If you're happy with the element of risk, there's a further choice to make when it comes to investment-type CTFs. They come into two broad flavours:

  • Stakeholder Account.

    These have strict operational limits, including a maximum charge it can lop off your investment each year of 1.5%. The good news though is that you can't be charged a penalty for transferring the investment.

  • Shares Account.

    These are more flexible plans that allow for a wider choice of investments. However on the flip side, the charges can be higher and less transparent than their stakeholder cousins.

Now, let us be straight here; investments aren't this site's expertise. We write about ‘the best way to buy investments', but not about ‘what to invest in'.

One option is to seek an Independent Financial Advisor's help, though this will cost (c. £75 - £250 per hour), so you need to be sure it's worth it.

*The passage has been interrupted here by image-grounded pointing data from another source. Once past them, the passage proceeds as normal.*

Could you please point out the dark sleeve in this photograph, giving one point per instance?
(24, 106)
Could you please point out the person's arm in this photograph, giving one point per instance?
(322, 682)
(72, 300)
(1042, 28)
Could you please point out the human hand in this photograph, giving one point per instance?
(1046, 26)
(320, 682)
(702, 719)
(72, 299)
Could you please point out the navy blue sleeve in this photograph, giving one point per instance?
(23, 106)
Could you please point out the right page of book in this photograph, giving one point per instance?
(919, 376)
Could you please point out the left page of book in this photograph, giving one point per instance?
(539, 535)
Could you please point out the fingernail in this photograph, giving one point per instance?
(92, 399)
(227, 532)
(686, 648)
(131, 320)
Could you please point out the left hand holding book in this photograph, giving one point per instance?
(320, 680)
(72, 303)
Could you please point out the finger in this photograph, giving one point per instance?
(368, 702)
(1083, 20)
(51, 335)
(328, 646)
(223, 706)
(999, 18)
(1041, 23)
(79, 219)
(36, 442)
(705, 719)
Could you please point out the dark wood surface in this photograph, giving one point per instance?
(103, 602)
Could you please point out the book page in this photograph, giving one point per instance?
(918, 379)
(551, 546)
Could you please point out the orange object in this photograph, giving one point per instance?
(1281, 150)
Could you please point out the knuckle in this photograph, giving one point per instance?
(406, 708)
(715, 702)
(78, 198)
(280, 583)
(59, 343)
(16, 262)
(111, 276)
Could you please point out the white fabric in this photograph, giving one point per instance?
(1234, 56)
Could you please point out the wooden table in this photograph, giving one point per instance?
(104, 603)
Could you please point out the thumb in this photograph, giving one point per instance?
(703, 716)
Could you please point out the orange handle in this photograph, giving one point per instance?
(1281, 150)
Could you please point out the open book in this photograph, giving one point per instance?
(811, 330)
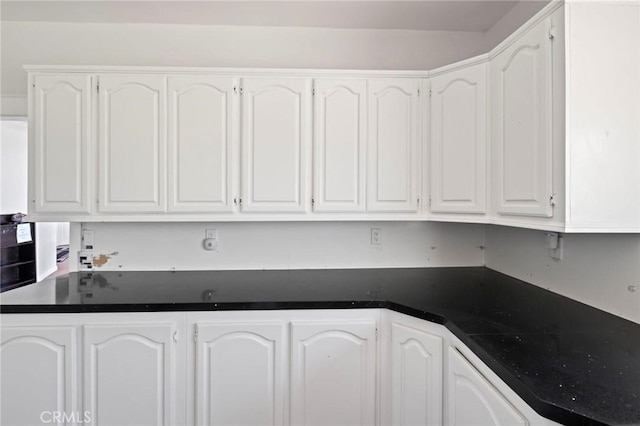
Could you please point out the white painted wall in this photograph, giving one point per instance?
(597, 269)
(13, 192)
(46, 233)
(293, 245)
(13, 166)
(512, 20)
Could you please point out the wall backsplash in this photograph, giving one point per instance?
(601, 270)
(290, 245)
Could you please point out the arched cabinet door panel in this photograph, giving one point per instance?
(240, 373)
(522, 127)
(416, 371)
(473, 400)
(39, 374)
(458, 141)
(333, 370)
(61, 142)
(202, 126)
(132, 143)
(130, 374)
(339, 145)
(393, 149)
(276, 143)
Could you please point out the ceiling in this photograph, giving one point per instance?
(433, 15)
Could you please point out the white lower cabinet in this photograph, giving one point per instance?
(240, 373)
(333, 370)
(473, 400)
(39, 373)
(416, 373)
(315, 367)
(129, 373)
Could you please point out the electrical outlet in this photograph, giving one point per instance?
(376, 236)
(85, 260)
(210, 239)
(87, 239)
(557, 253)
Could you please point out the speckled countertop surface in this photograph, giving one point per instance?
(572, 363)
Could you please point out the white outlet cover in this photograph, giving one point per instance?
(210, 244)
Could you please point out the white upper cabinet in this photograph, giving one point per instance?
(240, 373)
(521, 84)
(132, 143)
(130, 374)
(339, 145)
(202, 133)
(603, 116)
(393, 148)
(276, 141)
(475, 401)
(61, 145)
(458, 140)
(39, 374)
(333, 373)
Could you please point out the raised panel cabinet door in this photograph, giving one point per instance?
(393, 151)
(62, 143)
(202, 133)
(132, 143)
(39, 375)
(333, 372)
(473, 400)
(339, 145)
(522, 118)
(240, 373)
(276, 138)
(458, 140)
(129, 374)
(416, 370)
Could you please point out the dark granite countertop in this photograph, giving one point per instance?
(571, 363)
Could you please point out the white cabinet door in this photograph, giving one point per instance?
(473, 400)
(132, 143)
(339, 145)
(202, 124)
(416, 371)
(333, 370)
(129, 374)
(240, 373)
(393, 168)
(522, 118)
(39, 375)
(458, 140)
(276, 136)
(62, 143)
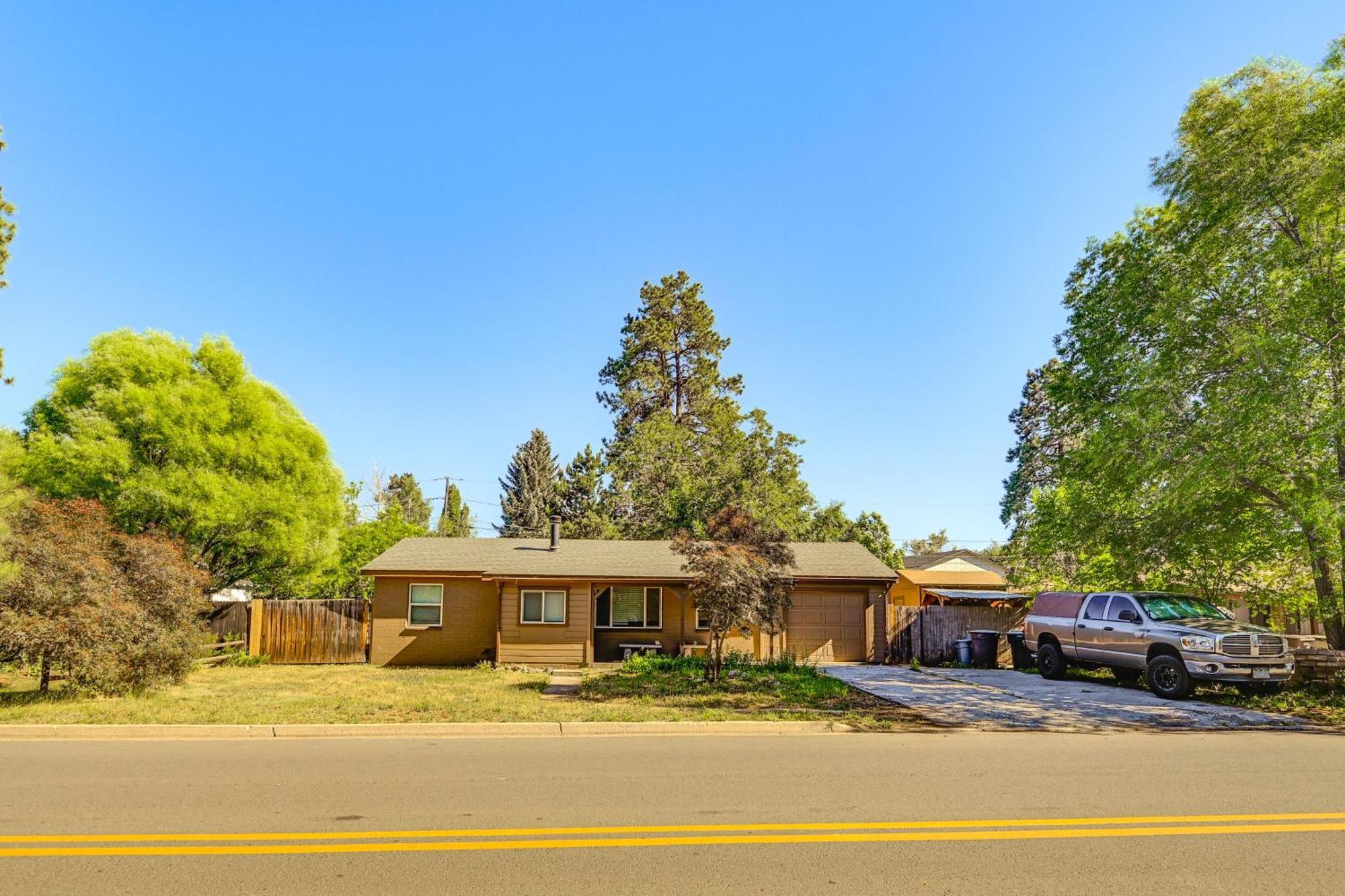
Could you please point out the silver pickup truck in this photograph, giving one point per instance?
(1172, 639)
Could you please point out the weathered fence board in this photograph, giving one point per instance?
(927, 633)
(313, 631)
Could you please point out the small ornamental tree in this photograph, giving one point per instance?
(118, 612)
(455, 520)
(739, 576)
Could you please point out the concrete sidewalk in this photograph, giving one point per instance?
(1001, 698)
(414, 729)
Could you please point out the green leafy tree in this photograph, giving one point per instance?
(357, 545)
(189, 443)
(1200, 399)
(404, 493)
(455, 518)
(870, 529)
(118, 612)
(7, 231)
(740, 576)
(583, 498)
(683, 447)
(931, 544)
(531, 486)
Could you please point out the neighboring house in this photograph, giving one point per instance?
(952, 577)
(442, 602)
(241, 592)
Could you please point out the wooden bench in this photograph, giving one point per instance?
(642, 649)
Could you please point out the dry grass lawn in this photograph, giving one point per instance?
(290, 694)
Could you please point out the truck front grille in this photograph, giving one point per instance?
(1253, 645)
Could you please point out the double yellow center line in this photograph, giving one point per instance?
(614, 836)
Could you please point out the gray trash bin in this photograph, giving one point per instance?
(985, 647)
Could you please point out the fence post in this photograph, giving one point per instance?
(255, 626)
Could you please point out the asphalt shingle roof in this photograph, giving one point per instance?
(599, 559)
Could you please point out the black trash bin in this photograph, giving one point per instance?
(1022, 655)
(985, 647)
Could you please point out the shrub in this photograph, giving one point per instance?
(118, 612)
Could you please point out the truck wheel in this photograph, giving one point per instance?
(1051, 662)
(1125, 674)
(1168, 677)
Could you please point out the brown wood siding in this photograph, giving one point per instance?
(466, 637)
(311, 631)
(547, 643)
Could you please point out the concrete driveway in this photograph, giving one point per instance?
(1000, 698)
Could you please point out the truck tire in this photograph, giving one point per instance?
(1258, 688)
(1125, 674)
(1051, 662)
(1168, 677)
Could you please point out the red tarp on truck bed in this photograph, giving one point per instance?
(1058, 603)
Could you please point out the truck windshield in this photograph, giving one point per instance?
(1180, 607)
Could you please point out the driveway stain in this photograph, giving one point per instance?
(1007, 700)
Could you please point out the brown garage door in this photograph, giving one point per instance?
(827, 627)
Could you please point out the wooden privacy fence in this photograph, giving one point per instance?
(310, 631)
(927, 633)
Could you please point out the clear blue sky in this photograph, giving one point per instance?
(426, 221)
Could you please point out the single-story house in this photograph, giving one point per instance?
(957, 577)
(570, 602)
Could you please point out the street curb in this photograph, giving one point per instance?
(704, 728)
(412, 731)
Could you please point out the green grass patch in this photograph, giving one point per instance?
(773, 689)
(1321, 704)
(357, 693)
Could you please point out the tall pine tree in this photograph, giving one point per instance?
(531, 489)
(455, 520)
(583, 503)
(683, 447)
(670, 360)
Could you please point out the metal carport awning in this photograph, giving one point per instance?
(960, 594)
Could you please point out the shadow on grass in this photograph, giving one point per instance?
(34, 697)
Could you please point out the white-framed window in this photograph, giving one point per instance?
(426, 606)
(543, 607)
(629, 607)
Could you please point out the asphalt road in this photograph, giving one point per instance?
(921, 813)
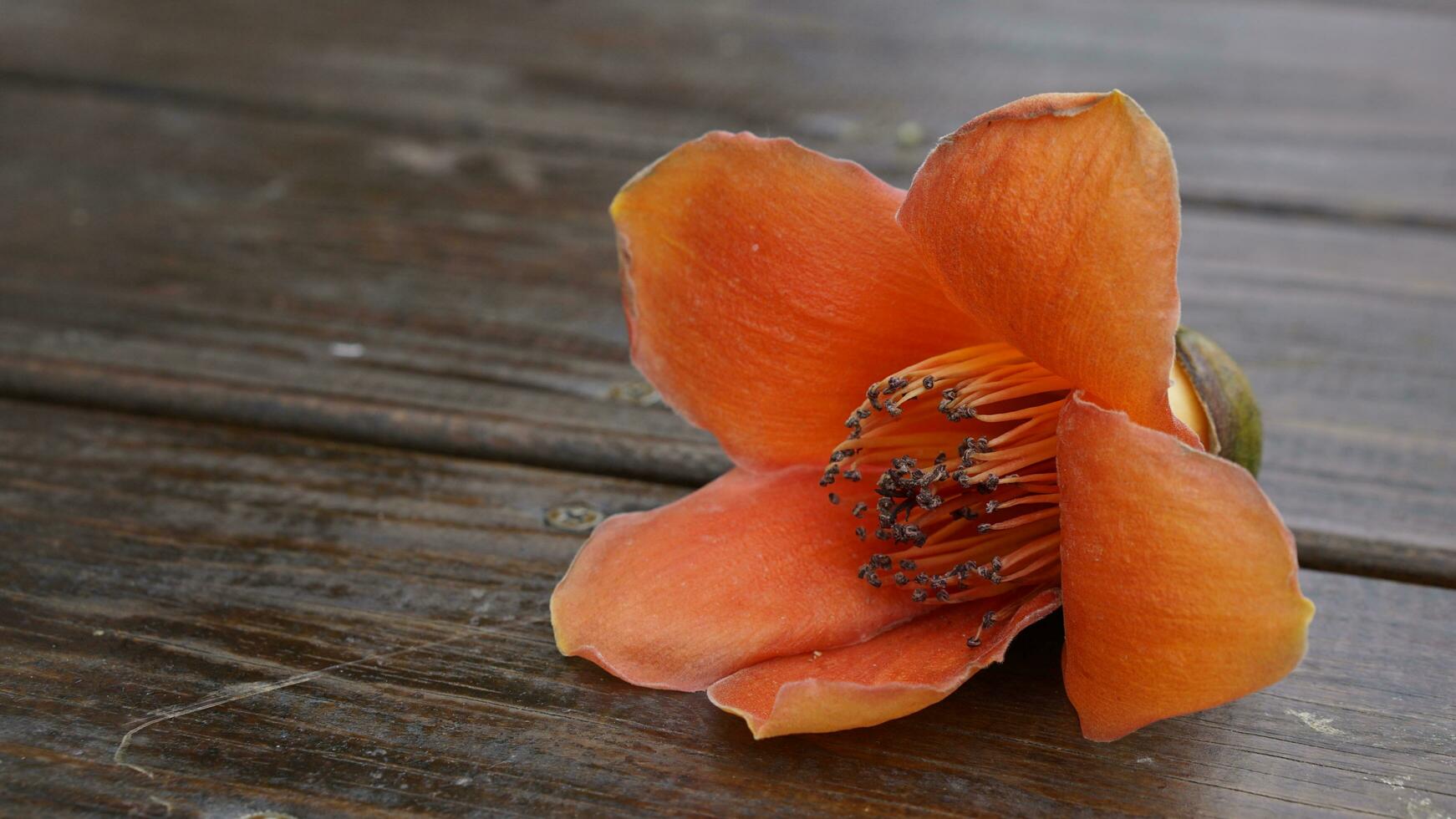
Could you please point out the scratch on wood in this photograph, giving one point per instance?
(1315, 722)
(252, 689)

We've a guide to finding IFAs, picking the right one and what you may need help for (read Financial Advice guide).

Do remember though, IFAs are only guessing too; by the nature of investment they can and do get it wrong. This is an attempt to predict the future so there's no guarantee their guess will be any better than your own. No one knows the ‘right answer'.

If you can, examine the investment options yourself, making sure the charges aren't too high. Different funds have different levels of risks associated with them. After all, putting your cash in a fund tracking a wide range of large UK companies, is likely to be less risky (meaning not as high possible growth, not as high possible loss) than one specialising in Indian small technology companies.

Can I switch between savings & investment CTFs?

You can transfer your account both to another provider, and to another investment type, e.g. you can move from savings to stakeholder at any time. There will be no transfer penalties for doing so, though shares type providers may charge dealing costs and stamp duty when you close them.

To transfer simply sign up with the new provider; it'll inform the old one for you, and the Government in case it makes any further payments. Ask the new provider to move the money for you and inform the old provider it is being moved. You can't split the CTF if you transfer it though – you must transfer it whole.